Weir first executed a horizontal formatted Saint Nicholas (1837,
private collection) during a decade when the theme of the
saint was enjoying particular attention and there was a conscious
formalization of a Knickerbocker self-concept. A prominent
Knickerbocker himself, the artist exhibited the work at the
National Academy of Design in 1837 and reviews praised it
as an illustration of the "children's Christmas
friend." Perhaps Weir was insulted by having his work thus
described; at any rate, the following year he made his image more
arcane in the vertical formatted painting now in the Butler
Institute. Weir would replicate this second image of the saint at
least four times, but of the entire group of Nicholas paintings,
only the Butler lnstitute's is signed and dated. The fact that
the overmantel in the Butler Institute version lacks the three
golden balls which are Nicholas's traditional Christian symbol
and the New York City coat of arms, and which appear in the other
vertical versions, suggests it was the first version. Apparently,
the artist had not yet decided upon the escutcheon and ball
motif.
The painting depicts an impish saint, wearing high boots and a
red-hooded cape. As a nod to his Christian heritage, a rosary
hangs on his right side. Nicholas stands before a fireplace lined
with Delft tiles and prepares to ascend the chimney. He turns to
momentarily confront the observer. We, the viewers, are thus
engaged in the work, for a sweep of light crossing the floor
implies that we have opened a door from the adjoining room. In
response, Nicholas places his left index finger next to his nose,
a gesture of complicity which both acknowledges our intrusion and
asks us to keep his secret.
Nicholas's snapping right hand serves as a compositional device
to direct our attention to the accoutrements on the floor.
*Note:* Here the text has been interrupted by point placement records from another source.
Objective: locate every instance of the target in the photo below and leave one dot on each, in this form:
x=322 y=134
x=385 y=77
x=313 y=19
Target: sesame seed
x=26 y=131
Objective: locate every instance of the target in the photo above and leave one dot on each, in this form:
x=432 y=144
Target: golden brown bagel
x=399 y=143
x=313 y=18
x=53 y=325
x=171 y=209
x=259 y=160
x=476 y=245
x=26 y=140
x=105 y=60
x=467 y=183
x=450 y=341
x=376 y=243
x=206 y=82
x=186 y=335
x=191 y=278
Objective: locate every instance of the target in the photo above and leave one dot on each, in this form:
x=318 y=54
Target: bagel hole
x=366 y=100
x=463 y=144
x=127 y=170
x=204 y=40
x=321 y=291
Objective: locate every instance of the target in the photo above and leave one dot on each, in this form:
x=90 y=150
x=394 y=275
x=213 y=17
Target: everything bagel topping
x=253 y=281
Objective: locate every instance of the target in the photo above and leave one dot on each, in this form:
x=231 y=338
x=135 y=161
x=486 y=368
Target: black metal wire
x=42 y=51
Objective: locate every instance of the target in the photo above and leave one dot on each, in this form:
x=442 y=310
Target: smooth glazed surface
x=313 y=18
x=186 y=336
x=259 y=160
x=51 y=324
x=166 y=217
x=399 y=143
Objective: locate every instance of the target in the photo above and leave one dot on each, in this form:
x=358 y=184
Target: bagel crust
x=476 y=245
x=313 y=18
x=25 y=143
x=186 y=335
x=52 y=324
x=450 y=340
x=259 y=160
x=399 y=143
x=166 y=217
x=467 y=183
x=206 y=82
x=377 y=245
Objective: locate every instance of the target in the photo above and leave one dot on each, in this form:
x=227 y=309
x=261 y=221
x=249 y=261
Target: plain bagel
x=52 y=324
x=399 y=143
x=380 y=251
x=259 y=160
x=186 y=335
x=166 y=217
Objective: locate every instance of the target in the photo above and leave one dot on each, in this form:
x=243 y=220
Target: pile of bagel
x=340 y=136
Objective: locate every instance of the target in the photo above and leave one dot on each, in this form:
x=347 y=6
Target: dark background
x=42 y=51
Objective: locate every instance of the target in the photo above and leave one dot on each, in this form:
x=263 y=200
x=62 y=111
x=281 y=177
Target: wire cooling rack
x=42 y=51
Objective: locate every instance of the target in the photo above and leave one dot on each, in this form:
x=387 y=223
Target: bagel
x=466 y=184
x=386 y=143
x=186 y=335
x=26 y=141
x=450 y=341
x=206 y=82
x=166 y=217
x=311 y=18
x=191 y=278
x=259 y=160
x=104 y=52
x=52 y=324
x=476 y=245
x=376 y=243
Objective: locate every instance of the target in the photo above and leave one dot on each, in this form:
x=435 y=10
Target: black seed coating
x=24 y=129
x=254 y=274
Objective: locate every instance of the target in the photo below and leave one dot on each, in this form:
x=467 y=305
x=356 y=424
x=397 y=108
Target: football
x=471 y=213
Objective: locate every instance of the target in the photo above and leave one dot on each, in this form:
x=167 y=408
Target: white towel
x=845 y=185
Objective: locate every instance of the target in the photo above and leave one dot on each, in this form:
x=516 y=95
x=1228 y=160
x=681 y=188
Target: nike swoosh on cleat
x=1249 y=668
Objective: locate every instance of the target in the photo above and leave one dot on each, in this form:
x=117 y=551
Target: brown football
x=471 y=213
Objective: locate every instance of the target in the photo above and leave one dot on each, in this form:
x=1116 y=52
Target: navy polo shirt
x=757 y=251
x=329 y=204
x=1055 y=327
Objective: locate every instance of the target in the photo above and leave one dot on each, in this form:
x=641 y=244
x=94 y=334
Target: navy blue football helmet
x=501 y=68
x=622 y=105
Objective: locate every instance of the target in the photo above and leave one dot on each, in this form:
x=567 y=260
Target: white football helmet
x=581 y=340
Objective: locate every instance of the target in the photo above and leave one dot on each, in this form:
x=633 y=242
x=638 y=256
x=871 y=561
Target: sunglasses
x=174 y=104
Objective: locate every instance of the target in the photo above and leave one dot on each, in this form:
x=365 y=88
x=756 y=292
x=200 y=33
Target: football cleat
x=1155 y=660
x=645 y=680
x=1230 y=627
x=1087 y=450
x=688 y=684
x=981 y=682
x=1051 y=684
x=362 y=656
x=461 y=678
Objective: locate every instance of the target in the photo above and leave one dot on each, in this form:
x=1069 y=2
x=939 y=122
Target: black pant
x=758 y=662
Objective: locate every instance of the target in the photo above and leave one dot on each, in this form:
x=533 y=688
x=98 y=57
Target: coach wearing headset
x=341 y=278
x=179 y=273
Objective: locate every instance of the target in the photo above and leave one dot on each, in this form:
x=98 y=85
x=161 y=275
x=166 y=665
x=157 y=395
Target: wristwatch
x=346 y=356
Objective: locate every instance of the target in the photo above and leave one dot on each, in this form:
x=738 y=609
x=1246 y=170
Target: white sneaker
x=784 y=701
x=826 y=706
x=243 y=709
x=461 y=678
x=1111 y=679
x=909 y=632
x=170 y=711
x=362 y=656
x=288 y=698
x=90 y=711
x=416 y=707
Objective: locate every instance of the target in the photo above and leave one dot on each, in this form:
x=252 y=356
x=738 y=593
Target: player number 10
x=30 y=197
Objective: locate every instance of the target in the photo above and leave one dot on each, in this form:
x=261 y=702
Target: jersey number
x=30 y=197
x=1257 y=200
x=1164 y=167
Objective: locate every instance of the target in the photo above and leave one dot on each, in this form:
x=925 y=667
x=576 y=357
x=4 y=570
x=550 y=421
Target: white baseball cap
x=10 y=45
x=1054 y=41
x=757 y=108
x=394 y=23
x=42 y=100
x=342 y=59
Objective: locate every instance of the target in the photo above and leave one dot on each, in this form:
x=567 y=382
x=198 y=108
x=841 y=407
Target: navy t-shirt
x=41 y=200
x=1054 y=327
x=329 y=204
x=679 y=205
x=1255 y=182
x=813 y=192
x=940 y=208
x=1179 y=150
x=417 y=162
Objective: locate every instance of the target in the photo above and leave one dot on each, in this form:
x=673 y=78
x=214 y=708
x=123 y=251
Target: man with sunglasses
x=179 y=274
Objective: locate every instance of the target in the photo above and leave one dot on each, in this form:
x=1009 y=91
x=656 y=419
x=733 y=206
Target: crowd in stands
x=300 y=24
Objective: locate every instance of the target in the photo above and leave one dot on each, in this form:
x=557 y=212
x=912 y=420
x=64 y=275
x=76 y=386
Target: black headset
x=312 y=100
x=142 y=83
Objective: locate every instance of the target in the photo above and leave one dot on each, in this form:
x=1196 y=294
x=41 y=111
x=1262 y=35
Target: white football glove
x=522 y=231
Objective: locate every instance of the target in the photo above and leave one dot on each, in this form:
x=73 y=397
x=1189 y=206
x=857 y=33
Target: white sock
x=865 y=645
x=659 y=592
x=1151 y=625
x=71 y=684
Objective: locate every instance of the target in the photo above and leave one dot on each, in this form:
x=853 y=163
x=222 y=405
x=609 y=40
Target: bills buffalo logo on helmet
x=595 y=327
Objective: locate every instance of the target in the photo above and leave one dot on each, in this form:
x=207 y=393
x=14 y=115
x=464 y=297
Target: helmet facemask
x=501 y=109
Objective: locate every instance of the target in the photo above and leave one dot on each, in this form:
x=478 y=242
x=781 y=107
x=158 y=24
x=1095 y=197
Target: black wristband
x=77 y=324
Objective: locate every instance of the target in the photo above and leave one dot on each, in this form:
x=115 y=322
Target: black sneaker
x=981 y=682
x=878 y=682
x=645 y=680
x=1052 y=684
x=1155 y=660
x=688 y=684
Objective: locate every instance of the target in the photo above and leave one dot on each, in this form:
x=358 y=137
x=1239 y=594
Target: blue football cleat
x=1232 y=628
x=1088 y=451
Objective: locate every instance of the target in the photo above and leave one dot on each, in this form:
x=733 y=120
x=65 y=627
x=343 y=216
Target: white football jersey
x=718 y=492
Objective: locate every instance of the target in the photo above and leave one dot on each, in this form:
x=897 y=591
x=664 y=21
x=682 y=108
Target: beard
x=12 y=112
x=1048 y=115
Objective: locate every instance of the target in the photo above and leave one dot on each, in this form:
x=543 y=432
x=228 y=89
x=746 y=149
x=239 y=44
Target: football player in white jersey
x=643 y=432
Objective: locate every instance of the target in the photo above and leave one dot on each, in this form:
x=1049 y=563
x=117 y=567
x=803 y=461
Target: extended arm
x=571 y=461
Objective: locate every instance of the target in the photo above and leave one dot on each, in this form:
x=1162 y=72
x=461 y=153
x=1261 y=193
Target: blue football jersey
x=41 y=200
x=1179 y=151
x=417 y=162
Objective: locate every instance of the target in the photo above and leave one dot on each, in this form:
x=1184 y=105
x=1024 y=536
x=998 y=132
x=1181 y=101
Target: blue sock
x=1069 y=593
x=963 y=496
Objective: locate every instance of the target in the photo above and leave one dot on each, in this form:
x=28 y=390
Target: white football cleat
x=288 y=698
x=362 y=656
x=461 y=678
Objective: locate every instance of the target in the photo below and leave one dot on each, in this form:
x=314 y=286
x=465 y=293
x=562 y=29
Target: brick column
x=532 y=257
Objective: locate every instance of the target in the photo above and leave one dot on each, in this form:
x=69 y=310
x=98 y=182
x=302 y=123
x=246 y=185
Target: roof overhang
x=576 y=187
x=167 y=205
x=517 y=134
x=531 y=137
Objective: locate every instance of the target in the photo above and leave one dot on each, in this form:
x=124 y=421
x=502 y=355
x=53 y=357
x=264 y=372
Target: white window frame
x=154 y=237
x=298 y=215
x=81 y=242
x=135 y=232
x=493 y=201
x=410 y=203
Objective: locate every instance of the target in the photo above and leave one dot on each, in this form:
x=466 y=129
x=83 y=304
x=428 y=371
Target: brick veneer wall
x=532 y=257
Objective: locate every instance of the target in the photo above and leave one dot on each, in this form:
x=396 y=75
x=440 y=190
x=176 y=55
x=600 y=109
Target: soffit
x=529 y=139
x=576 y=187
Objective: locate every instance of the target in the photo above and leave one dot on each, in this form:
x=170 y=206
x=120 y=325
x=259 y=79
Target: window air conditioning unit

Many
of these elements have symbolic content and pay tribute to
Nicholas, not as the Christian saint, but as the patron of the
Dutch-descended Knickerbockers. In front of the Atlas-figure
andirons lies a broken Delft clay pipe, reference to the ceremony
of becoming a knight in the order of Saint Nicholas. The
half-peeled orange has double meaning: it is both a Christmas
delicacy and an allusion to the Dutch House of Orange. Inside the
fireplace smoke rises from burning embers; smoke played a
significant role in Nicholas's association with New York in the
literature of the time. Weir's Nicholas paintings invoke
seventeenth-century Dutch genre pictures in the use of a wooden
panel as a support, the meticulous handling, and the warm
palette. The way in which the still-life elements demarcate the
space on wooden floorboards is also reminiscent of Dutch
painting.
Most of Weir's Nicholas paintings were purchased by
Knickerbockers, which proves how successfully he captured the
group's image of their patron saint. The ribald appearance of
Weir's Nicholas perfectly matches the droll quality of
contemporary Knickerbocker writings and their description of
Nicholas in particular. The iconography of Weir's paintings is
erudite, complex, and ambitious, expressing the cultural values
and aspirations of the Knickerbocker circle, thus the image can
truly be seen as a Knickerbocker icon.